Y qué alegría contemplar el vuelo
de aquellas golondrinas que parecen
que vienen a buscarme. Si me llevan
sobre las hierbas frescas y aromadas
o sombras de abedules que me dejen.
Las pertenencias de la lluvia son
innumerables y no sé decirlas.
No es solamente el agua. Algún jilguero
buscando estoy para besar su boca.
Ya son las cinco de la tarde. ¿Escuchas
el retumbar ardiente de los truenos?
LAS GARZAS
DELFINA ACOSTA
Ayer llegaron garzas a un gran árbol
que cerca de mi hogar esparce sombra.
Presté curiosidad a sus chistidos.
Al rato me cansé pues yo procuro
aquel silencio de la luz cayendo
sobre la vieja iglesia de mi pueblo,
para mi vida así, en estas horas,
en que la gente dice mucho y nada.
Y está el silencio aquel de las estrellas
que suelo escudriñar para acercarme
un poco más a ti, mi Dios altísimo.
Me hablas noche a noche y te respondo.
Y ahora te pregunto si podrías
bajar hasta mis labios la palabra
que es agua pura. Es tan de humana flor
que lluvia aguarda mi alma muchas veces,
¿Te has dado cuenta, mi Señor, por fin?
UN DÍA TÚ DIJISTE...
DELFINA ACOSTA
A Pablo Neruda
Un día tú dijiste: soy feliz.
La tienda azul del mar es mi camisa.
Junté en mi percha todo de este mundo:
el torso del océano y la brisa.
Te fuiste a caminar alegremente
por Chile entero dando Buenos días
al vendedor de anzuelos y pescados,
a la mujer inmóvil de la esquina,
que abrió, feliz, sus ojos, al oírte,
y abrió, también, de golpe, su sombrilla,
al sastre que lustraba un saco a cuadros,
y a la virtuosa ronda de las niñas.
Mas para ti no ha sido aquello mucho.
Te diste a hablar también a las semillas
de lo que luego fue un oscuro bosque,
y aquel carbón del pobre vuelto chispa.
Ah... cuánto conversaste así Neruda.
Qué alegre y corto se te puso el día.
Y aún quisiste hablar con el silencio
para escuchar el oro de su risa.
Después de hacerse tarde regresaste
a tu conciencia de una flor con firma.
Cenaste. Te acostaste. Las estrellas
en tu ventana, aguadas, sonreían.
CAMPANAS DEL MUNDO
DELFINA ACOSTA
Está al acecho el lobo. Las palomas
intentan darme fe de su presencia.
Así como las urbes se levantan
con sus cansadas gentes que en los ojos
revelan un dolor de Dios Altísimo,
así también las olas se levantan
del fondo de la mar con la señal
de un triste adiós por siempre y para siempre.
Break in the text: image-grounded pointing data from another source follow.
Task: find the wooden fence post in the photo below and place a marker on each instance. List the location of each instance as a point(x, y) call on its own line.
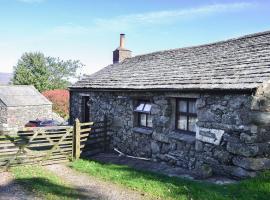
point(77, 140)
point(105, 132)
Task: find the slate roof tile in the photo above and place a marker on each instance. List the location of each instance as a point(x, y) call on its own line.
point(241, 63)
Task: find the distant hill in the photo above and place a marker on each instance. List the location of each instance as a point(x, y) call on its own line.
point(5, 78)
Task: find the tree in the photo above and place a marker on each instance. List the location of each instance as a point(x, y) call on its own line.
point(45, 73)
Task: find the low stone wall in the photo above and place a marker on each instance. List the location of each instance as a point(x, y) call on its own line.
point(19, 116)
point(227, 141)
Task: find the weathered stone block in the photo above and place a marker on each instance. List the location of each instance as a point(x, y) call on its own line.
point(222, 156)
point(242, 149)
point(239, 172)
point(198, 145)
point(155, 147)
point(160, 137)
point(260, 118)
point(248, 138)
point(212, 136)
point(203, 171)
point(252, 163)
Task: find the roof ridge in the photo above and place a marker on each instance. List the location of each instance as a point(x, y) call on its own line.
point(205, 45)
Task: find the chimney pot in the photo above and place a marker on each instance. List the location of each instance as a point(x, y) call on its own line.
point(122, 40)
point(121, 53)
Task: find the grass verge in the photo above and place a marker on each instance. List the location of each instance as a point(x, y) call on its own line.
point(166, 187)
point(43, 183)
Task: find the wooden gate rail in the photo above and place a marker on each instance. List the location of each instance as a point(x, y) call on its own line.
point(49, 145)
point(90, 138)
point(36, 145)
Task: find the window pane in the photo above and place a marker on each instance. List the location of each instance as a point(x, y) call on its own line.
point(182, 106)
point(182, 123)
point(192, 124)
point(192, 107)
point(147, 108)
point(149, 121)
point(140, 107)
point(142, 119)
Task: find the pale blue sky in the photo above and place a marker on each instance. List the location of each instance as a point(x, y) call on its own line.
point(89, 30)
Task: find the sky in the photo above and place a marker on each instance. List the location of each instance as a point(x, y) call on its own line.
point(88, 30)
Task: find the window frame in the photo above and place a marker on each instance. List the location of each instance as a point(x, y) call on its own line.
point(187, 114)
point(139, 113)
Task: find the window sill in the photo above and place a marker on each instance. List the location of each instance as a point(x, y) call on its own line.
point(183, 137)
point(142, 130)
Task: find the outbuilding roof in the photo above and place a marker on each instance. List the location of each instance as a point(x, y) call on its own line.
point(236, 64)
point(22, 95)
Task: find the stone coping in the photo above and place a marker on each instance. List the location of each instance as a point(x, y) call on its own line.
point(184, 137)
point(142, 130)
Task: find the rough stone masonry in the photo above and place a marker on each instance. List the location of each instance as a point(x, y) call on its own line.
point(232, 137)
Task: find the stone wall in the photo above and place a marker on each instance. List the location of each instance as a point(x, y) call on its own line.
point(19, 116)
point(227, 141)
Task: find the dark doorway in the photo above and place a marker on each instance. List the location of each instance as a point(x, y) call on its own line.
point(85, 109)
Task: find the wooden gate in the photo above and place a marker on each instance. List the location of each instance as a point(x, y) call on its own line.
point(53, 144)
point(91, 138)
point(36, 145)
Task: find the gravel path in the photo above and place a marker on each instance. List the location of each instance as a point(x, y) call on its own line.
point(93, 188)
point(9, 190)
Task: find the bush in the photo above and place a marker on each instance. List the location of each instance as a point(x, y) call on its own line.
point(60, 100)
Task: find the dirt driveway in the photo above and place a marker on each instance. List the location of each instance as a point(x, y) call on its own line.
point(88, 187)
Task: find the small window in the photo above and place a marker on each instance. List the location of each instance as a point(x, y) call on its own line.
point(143, 111)
point(186, 115)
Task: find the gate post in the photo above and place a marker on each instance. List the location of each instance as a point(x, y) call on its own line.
point(105, 132)
point(77, 140)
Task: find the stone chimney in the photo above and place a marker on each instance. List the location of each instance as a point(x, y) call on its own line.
point(121, 53)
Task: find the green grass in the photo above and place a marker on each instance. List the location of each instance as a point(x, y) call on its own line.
point(165, 187)
point(43, 183)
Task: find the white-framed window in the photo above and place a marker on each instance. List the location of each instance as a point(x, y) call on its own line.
point(143, 110)
point(186, 115)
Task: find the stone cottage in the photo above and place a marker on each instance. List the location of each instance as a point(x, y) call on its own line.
point(204, 108)
point(21, 103)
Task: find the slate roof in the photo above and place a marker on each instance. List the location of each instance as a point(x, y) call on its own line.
point(235, 64)
point(22, 95)
point(5, 78)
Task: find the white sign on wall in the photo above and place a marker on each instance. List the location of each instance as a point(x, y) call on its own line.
point(212, 136)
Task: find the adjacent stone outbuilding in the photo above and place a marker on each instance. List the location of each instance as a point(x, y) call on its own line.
point(19, 104)
point(204, 108)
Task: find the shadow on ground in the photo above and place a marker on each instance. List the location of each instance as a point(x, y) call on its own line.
point(44, 188)
point(173, 187)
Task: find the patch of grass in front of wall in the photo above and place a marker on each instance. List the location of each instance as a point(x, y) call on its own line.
point(165, 187)
point(43, 183)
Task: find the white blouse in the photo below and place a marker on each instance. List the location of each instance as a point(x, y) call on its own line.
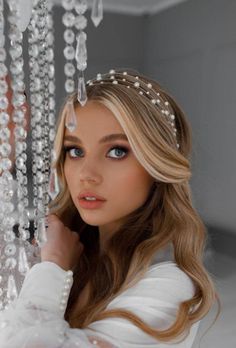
point(36, 318)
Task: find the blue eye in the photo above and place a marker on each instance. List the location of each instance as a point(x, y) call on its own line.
point(68, 149)
point(74, 152)
point(119, 149)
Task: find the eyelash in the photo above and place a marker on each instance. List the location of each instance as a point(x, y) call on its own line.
point(122, 148)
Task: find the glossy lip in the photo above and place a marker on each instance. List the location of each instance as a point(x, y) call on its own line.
point(90, 194)
point(90, 204)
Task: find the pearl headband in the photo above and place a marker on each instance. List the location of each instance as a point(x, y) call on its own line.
point(145, 89)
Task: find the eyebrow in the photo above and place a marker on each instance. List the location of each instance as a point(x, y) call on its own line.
point(105, 139)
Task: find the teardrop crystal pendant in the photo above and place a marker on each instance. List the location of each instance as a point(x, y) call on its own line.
point(11, 289)
point(97, 12)
point(54, 188)
point(40, 234)
point(71, 120)
point(82, 94)
point(23, 265)
point(81, 51)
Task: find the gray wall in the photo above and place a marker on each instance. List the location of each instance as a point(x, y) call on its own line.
point(118, 41)
point(191, 49)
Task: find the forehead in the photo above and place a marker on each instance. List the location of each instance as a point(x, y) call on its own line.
point(94, 119)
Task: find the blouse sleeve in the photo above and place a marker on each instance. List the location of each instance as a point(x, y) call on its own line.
point(36, 318)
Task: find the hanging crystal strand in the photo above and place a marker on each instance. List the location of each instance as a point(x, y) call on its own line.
point(20, 136)
point(53, 185)
point(40, 62)
point(69, 20)
point(51, 75)
point(97, 12)
point(19, 102)
point(36, 113)
point(8, 188)
point(81, 49)
point(48, 101)
point(7, 184)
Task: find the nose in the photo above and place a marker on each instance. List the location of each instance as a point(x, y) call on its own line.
point(89, 173)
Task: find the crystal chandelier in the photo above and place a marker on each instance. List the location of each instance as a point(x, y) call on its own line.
point(33, 19)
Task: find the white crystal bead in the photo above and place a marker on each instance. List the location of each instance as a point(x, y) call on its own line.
point(69, 86)
point(69, 69)
point(81, 6)
point(97, 12)
point(68, 4)
point(69, 52)
point(68, 19)
point(69, 36)
point(80, 22)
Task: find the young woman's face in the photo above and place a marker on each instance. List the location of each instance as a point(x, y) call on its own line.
point(106, 168)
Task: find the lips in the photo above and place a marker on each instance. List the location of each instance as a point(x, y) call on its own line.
point(91, 194)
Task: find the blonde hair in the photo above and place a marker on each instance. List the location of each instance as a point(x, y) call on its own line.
point(167, 216)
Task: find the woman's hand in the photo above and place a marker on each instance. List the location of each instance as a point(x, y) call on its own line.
point(63, 246)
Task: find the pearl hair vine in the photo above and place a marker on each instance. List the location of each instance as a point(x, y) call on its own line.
point(143, 88)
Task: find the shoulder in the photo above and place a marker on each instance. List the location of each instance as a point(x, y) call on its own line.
point(163, 282)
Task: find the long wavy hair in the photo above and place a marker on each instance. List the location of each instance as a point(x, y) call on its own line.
point(167, 216)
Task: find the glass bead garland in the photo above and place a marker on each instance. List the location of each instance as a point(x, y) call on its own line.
point(15, 249)
point(74, 18)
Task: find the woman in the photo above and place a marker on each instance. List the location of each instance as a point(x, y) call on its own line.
point(124, 201)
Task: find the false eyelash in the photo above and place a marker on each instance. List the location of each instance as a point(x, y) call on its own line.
point(124, 149)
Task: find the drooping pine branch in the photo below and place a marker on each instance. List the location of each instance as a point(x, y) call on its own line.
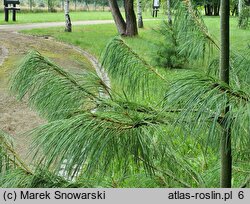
point(52, 91)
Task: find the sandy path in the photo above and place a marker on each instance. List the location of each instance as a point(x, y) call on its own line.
point(16, 117)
Horrible vida es ésta y sin embargo
es todo cuanto el pobre hombre tiene.
Pero tu voz se yergue Jesucristo,
por sobre todo trueno y todo llanto,
y es el planeta un campanario grande
entonces que sacude el alma herida.
¿Escuchas cómo suenan, cómo llaman,
sin pausa las campanas, a lo lejos?
MI MEJOR POEMA
DELFINA ACOSTA
De alguna forma el ciervo moteado
escribe la poesía que yo ansío
al descansar su lomo sobre el pasto,
o herido de belleza y de relámpagos
al refugiarse dentro de mi sueño.
Ay de vosotros que os llamáis poetas
y en vuestros versos vais juntando vómito.
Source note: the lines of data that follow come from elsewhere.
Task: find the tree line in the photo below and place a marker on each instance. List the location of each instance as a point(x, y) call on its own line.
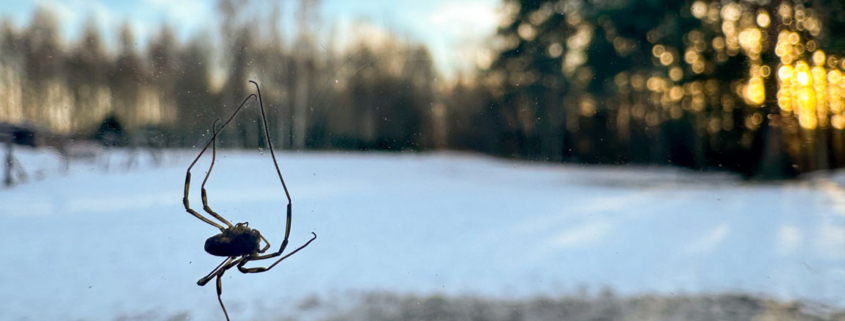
point(754, 87)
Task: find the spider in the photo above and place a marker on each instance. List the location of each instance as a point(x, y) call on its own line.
point(238, 243)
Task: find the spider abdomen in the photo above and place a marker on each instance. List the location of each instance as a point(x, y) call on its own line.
point(234, 241)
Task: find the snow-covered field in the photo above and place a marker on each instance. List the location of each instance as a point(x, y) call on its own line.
point(103, 245)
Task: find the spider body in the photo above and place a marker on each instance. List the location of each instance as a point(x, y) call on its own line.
point(239, 243)
point(234, 241)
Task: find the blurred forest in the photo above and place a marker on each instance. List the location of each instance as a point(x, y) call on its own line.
point(754, 87)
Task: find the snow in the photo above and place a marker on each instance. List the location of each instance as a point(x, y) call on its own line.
point(96, 244)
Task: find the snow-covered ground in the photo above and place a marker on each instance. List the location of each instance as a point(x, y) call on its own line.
point(97, 244)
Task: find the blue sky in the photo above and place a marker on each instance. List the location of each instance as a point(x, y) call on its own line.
point(455, 31)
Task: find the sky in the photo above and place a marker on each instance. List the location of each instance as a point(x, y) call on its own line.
point(454, 31)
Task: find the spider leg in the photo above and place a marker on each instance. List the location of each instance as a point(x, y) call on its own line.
point(188, 174)
point(207, 174)
point(268, 256)
point(264, 249)
point(220, 292)
point(208, 277)
point(278, 171)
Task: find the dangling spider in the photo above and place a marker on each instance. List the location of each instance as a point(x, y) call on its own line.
point(238, 243)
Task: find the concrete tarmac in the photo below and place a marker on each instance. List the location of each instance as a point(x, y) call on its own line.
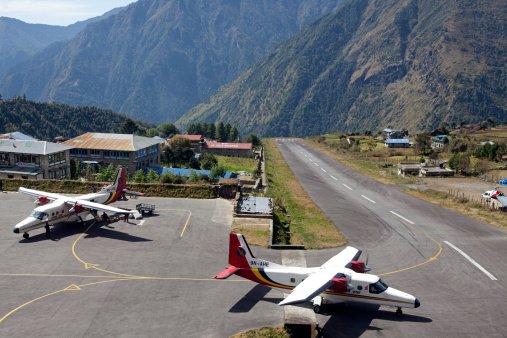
point(150, 278)
point(415, 246)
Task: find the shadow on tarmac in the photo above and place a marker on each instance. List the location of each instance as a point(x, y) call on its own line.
point(99, 229)
point(353, 319)
point(249, 300)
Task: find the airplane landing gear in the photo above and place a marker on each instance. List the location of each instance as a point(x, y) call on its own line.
point(48, 232)
point(317, 303)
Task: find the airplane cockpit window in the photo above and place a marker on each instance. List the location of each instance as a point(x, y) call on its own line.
point(39, 215)
point(378, 287)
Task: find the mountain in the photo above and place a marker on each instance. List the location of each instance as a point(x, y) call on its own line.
point(371, 65)
point(46, 121)
point(158, 58)
point(20, 40)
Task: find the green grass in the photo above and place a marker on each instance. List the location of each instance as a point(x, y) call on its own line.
point(265, 332)
point(308, 225)
point(236, 164)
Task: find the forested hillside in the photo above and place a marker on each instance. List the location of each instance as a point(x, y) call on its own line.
point(375, 64)
point(158, 58)
point(45, 121)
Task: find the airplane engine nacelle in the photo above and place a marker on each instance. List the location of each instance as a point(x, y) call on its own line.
point(77, 208)
point(358, 266)
point(339, 285)
point(41, 200)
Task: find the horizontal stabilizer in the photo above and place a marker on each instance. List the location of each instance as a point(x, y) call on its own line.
point(230, 270)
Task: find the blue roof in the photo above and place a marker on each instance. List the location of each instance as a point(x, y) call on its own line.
point(397, 141)
point(184, 172)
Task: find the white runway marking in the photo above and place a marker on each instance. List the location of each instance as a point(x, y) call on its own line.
point(369, 199)
point(403, 218)
point(477, 265)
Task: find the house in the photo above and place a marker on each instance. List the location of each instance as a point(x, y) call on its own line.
point(32, 159)
point(398, 143)
point(195, 140)
point(131, 151)
point(439, 141)
point(228, 149)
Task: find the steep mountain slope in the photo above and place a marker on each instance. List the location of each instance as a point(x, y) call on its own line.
point(20, 40)
point(45, 121)
point(373, 64)
point(158, 58)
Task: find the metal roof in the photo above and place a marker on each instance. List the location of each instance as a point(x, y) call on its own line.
point(227, 145)
point(31, 147)
point(104, 141)
point(397, 140)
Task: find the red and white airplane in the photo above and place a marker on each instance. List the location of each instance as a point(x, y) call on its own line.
point(340, 279)
point(55, 208)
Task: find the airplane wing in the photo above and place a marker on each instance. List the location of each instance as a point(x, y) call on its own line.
point(502, 199)
point(319, 281)
point(38, 193)
point(97, 206)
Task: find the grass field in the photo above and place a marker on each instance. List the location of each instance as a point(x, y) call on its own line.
point(309, 226)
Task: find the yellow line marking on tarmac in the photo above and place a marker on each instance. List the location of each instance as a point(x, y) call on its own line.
point(431, 259)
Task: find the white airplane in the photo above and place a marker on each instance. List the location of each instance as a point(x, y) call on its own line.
point(340, 279)
point(54, 208)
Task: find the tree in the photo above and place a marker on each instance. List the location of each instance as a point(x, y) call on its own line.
point(181, 150)
point(218, 171)
point(167, 130)
point(254, 140)
point(221, 136)
point(234, 135)
point(129, 126)
point(208, 161)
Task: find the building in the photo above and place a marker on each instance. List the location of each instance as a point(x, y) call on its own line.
point(398, 143)
point(31, 159)
point(131, 151)
point(195, 141)
point(439, 141)
point(228, 149)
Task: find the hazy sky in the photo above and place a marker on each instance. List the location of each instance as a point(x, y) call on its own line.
point(57, 12)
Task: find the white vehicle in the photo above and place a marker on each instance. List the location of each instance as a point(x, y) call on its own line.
point(55, 208)
point(340, 279)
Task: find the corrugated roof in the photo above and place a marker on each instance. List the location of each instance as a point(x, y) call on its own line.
point(31, 147)
point(397, 140)
point(104, 141)
point(226, 145)
point(190, 137)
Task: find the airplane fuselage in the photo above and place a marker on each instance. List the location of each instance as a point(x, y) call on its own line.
point(361, 287)
point(59, 211)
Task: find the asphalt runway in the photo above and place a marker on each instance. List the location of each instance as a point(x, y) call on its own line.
point(139, 279)
point(455, 265)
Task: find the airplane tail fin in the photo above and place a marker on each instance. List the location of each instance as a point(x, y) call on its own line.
point(117, 188)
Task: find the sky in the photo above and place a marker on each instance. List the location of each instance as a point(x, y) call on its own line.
point(57, 12)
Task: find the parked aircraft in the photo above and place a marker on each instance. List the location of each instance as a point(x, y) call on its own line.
point(496, 194)
point(340, 279)
point(55, 208)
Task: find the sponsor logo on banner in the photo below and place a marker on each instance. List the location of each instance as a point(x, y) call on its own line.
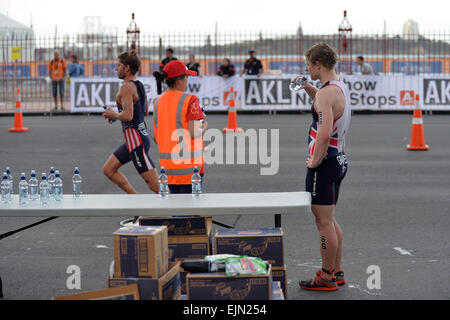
point(227, 96)
point(95, 93)
point(407, 98)
point(436, 91)
point(270, 91)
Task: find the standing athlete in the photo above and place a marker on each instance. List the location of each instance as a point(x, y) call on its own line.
point(133, 107)
point(326, 162)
Yo ya no escribo. El agua que gotea
de las frondosas copas de los pinos
es mi mejor poema y esta tarde
en que recuerdo el río de mi pueblo.
Un niño nace y ya la leche tibia
de un seno sin cubrir le saca el hambre.
Y así saciada observo las costillas
del viento que sacude el campanario.
Y gracias doy. Y mi alegría es verso.